A tree-based machine learning method splits the space into regions and fits a region-specific classification/regression function (typically just a constant). Additional flexibility and capacity can be achieved by bagging and boosting elementary trees, but at the core of these methods is their space partitioning capabilities. A few months ago I started to wonder if neural networks can do a similar thing. My gut feeling was that neural nets should be doing something of the kind, but the mechanics of the neural net space partitioning was unclear to me. I even posted a question on StackExchange, yet, I have not gotten an answer.
However, I recently discovered an insightful video lecture by Ian Goodfellow where he elaborates on the nature of adversarial examples and discusses possible ways to defend from an attacker (spoiler alert: there seems to be no working method yet!). Basically, he argues that adversarial examples is a common Achilles' heel, which comes—in fact somewhat surprisingly—from excessive linearity of existing approaches. Ian Goodfellow argues that this issue plagues almost all standard machine learning approaches including SVMs, tree-based methods, and neural networks. What is even more surprising, adversarial examples are transferable across different algorithms: An adversarial example designed to fool, e.g., a decision tree is very likely to fool some other method as well!
Fig 1. A hyperplane separating positive and negative examples.
Ian also notes that neural nets divide the space using an approximately piecewise linear function. This observation basically answers my question about the space partitioning capabilities of neural networks.
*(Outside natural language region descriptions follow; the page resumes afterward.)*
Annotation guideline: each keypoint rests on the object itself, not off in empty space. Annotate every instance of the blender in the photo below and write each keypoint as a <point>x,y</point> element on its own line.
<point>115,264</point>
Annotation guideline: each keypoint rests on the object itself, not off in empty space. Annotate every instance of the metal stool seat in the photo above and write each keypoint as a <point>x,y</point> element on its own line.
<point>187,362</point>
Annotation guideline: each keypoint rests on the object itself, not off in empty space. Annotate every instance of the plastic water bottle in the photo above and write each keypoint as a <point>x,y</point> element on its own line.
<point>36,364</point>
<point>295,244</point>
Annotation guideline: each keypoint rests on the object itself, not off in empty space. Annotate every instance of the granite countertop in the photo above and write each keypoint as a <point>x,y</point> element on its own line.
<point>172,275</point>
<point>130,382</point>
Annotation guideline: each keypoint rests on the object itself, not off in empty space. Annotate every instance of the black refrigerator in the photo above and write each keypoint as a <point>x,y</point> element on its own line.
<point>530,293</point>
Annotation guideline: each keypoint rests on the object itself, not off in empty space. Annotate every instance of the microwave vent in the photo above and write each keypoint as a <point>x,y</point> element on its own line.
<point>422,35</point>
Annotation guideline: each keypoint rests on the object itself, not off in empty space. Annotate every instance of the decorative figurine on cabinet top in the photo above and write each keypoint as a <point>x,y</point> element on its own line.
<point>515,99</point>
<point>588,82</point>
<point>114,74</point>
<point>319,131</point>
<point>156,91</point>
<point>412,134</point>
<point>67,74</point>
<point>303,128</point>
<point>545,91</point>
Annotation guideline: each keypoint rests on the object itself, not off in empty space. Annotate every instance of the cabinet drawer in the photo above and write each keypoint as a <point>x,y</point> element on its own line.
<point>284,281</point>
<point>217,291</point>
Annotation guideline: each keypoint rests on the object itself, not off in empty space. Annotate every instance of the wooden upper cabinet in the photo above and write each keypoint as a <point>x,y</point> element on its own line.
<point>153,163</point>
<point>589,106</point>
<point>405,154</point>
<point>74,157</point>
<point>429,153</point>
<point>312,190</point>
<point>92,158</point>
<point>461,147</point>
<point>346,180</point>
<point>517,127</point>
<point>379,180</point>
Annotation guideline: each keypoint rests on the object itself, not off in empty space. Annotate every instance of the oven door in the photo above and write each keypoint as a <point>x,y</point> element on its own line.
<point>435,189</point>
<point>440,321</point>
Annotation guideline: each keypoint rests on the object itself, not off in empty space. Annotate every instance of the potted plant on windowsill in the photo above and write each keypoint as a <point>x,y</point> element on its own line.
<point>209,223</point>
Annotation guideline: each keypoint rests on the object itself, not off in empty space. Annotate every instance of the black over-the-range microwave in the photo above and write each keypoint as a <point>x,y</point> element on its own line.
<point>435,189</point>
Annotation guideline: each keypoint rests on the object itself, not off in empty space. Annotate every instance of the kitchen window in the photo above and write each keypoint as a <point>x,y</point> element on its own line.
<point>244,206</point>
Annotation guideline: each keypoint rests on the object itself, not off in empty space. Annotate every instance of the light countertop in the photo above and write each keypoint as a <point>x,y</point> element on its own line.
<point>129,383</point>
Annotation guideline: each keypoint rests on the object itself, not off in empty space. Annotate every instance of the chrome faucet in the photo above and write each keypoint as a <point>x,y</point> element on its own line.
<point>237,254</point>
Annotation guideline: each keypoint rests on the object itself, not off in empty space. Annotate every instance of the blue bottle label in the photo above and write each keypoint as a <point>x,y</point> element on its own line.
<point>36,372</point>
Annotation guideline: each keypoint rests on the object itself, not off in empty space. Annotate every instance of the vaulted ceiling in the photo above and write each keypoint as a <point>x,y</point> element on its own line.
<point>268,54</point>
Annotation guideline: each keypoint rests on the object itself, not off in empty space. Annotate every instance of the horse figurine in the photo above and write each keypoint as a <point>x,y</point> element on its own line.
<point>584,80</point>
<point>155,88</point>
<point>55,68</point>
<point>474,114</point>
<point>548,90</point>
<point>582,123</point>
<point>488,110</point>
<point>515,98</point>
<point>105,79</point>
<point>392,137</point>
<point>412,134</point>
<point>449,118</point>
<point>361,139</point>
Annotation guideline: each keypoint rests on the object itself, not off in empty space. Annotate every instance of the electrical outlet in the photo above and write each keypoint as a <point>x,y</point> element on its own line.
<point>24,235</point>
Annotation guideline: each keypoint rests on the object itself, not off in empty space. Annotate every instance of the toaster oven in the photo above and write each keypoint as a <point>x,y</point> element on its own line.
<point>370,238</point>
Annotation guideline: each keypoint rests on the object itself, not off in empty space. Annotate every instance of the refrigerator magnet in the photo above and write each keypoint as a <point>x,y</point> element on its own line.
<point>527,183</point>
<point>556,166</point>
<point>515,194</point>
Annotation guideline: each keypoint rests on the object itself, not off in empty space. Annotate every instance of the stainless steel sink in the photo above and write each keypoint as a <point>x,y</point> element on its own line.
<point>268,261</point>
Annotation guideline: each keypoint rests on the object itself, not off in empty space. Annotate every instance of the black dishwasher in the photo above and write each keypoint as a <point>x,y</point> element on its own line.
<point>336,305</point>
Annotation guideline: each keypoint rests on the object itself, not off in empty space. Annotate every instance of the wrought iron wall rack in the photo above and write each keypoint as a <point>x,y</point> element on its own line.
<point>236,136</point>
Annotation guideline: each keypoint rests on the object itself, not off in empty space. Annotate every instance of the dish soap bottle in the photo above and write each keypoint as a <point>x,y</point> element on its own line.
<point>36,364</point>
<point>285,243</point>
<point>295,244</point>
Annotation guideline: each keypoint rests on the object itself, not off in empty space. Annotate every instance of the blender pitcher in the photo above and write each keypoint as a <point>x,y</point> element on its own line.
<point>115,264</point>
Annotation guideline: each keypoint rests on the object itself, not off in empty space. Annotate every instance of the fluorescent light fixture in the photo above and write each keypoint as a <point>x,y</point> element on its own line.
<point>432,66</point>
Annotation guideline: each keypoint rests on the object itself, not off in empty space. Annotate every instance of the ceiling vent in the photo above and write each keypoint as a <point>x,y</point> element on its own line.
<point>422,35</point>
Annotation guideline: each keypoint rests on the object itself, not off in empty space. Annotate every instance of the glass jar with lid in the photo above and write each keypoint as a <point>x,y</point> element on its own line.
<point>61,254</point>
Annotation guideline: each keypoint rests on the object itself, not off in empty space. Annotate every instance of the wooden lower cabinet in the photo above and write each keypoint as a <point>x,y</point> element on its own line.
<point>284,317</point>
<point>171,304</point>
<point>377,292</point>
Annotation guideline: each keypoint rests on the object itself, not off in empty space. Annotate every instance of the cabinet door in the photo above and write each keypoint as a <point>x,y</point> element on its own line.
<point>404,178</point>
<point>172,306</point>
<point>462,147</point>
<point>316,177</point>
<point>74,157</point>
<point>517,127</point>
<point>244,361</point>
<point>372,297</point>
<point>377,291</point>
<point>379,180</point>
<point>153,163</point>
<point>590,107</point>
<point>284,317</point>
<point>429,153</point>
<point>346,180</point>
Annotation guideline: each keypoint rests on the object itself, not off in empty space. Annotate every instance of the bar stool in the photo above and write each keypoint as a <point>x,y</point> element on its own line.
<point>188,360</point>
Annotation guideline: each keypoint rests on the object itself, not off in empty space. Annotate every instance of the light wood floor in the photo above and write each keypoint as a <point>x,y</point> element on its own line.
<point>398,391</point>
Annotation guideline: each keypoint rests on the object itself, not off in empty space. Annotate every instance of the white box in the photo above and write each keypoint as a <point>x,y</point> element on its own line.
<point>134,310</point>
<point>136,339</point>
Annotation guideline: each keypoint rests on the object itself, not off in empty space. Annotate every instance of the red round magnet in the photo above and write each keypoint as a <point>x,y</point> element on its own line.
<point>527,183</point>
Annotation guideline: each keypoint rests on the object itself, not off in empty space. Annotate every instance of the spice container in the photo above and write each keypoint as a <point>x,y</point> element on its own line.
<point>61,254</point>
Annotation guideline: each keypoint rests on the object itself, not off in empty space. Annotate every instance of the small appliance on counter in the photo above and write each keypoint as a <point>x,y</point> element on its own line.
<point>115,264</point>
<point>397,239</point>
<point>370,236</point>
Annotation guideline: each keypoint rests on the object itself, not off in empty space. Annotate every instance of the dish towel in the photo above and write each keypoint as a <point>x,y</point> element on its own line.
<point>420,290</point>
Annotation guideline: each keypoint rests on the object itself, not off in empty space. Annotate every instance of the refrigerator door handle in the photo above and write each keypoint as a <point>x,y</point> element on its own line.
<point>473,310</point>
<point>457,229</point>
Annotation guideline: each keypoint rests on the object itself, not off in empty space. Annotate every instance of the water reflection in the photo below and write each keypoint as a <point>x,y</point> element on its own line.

For neural nets with only truly piecewise linear activation functions (such as RELU), the division of the space is truly linear. As a side comment, this kinda explains (at least for me) the ability of neural networks to generalize quite well despite having so many parameters. A well-known deficiency of the linear and piecewise linear models (as noted by Ian) is that they can be super confident in regions where they encountered no training data. For example, in Figure 1 the linear classifier would have a very strong "opinion" about the negativity of the point marked by the red question mark. However, this confidence is not fully substantiated, because there are no training points nearby.
Adversarial examples notwithstanding, I think it may be useful to get a better understanding of the space partitioning "mechanics" of the neural networks. In my case, such understanding came from reading a very recent paper AN UPPER-BOUND ON THE REQUIRED SIZE OF A NEURAL NETWORK CLASSIFIER by Hossein Valavi and Peter J. Ramadge. The paper is unfortunately paywalled, but the slides are publicly available.
Fig 2. A convex shape (triangle) classifier.
In this paper, authors remind us that neural nets possess two powerful capabilities: an ability to distinguish data points separated by a given hyperplane and a capacity to implement arbitrary logic circuits (they also prove facts about complexity of such circuits, but these proofs are not very relevant to our discussion). Without going into technicalities right away (but some are nevertheless discussed below), this means that neural nets can easily divide a real-vector space using polytopes, e.g., convex ones. Let us consider a simple example of a piecewise linear classifier in Fig. 2. As we can see positive and negative training examples can be separated from each other using three planar hyperplanes, simply speaking by three lines. Positive and negative examples are located on the opposite sides of these separating lines. Therefore, a condition of belonging to a negative class can be written as : $\langle x - Q_1, P_1 - Q_1 \rangle < 0 \mbox{ and } \langle x - Q_2, P_2 - Q_2 \rangle < 0 \mbox{ and } \langle x - Q_3, P_3 - Q_3 \rangle < 0$. This condition can be easily implemented with a two layer neural networks with the sign activation function.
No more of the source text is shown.